In March, prime minister Mark Rutte announced lockdown (later: the first lockdown) and we thought: we need to do something as a paper. Everyone was at home, lonely and alone, but we were all, as readers, together at home. That became the name of our back-page section, to connect readers, let them communicate with each other and keep them occupied.
From this idea, the Samen Thuis page was launched in the spring of 2020. Every day we published readers’ letters, drawings and cartoons, in which they expressed their feelings about the strange turn their lives had taken. No hard news, but an impression, an image.
We worked with an art institution that delivered great pages for children two or three times a week, and we asked our readers to contribute. We published poets’ cries from the heart, the diary of a writer in a care home, and messages from a visual artist who was stuck in Italy. We made a photo strip of the life of a ferry boat captain, a lifeguard, a pastor and a politician Zooming at home.
And the rest was made up of the stories of normal people. Children’s drawings for Grandma and Grandad. Jokes, games and the occasional crazy quiz.

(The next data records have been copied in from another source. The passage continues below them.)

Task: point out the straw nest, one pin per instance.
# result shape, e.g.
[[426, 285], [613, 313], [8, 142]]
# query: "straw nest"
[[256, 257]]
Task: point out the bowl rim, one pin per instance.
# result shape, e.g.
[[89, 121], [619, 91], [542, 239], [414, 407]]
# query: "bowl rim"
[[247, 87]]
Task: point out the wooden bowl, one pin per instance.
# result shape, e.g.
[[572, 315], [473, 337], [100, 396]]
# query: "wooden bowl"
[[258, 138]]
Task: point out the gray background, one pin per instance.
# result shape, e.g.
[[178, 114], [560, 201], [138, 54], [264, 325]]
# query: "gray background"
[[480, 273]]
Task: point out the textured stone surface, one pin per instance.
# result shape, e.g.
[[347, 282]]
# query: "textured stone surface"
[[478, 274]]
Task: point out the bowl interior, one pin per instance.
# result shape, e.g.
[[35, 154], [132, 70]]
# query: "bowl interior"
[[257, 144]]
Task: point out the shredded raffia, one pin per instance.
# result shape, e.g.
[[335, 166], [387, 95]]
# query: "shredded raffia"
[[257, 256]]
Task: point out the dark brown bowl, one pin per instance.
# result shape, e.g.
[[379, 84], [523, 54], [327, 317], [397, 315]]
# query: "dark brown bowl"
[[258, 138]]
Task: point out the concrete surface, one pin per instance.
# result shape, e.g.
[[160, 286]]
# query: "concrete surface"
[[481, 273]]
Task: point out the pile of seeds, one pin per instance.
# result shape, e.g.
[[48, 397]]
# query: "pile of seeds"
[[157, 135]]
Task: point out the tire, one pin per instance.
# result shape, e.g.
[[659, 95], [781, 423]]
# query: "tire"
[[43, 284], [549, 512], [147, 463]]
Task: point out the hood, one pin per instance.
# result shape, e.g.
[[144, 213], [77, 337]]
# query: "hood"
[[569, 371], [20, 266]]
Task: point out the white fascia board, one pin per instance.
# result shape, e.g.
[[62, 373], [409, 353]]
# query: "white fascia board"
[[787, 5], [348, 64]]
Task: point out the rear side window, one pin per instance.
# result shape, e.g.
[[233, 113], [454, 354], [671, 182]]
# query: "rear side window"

This craziness was expanded in the autumn of 2020, in the successor to Samen Thuis, which we called Golf 2.0. In the second lockdown, we focused less on readers’ personal stories and more on humour and interactive games. We gave tips for uninitiated homeschoolers (what is the personal pronoun again, and how do you do long division?) and gave people cartoons to fill in. We wrote about corona puppies and Happy Stones, and made the Coronapoly game.
We looked for and invented stories and perspectives on the news to cheer people up, with the message: we may be at home, but we’re not alone. And there is always something to smile about.
A project that we thought would last just a few weeks has been going on for months. Great fun – but we hope it will come to an end in 2021.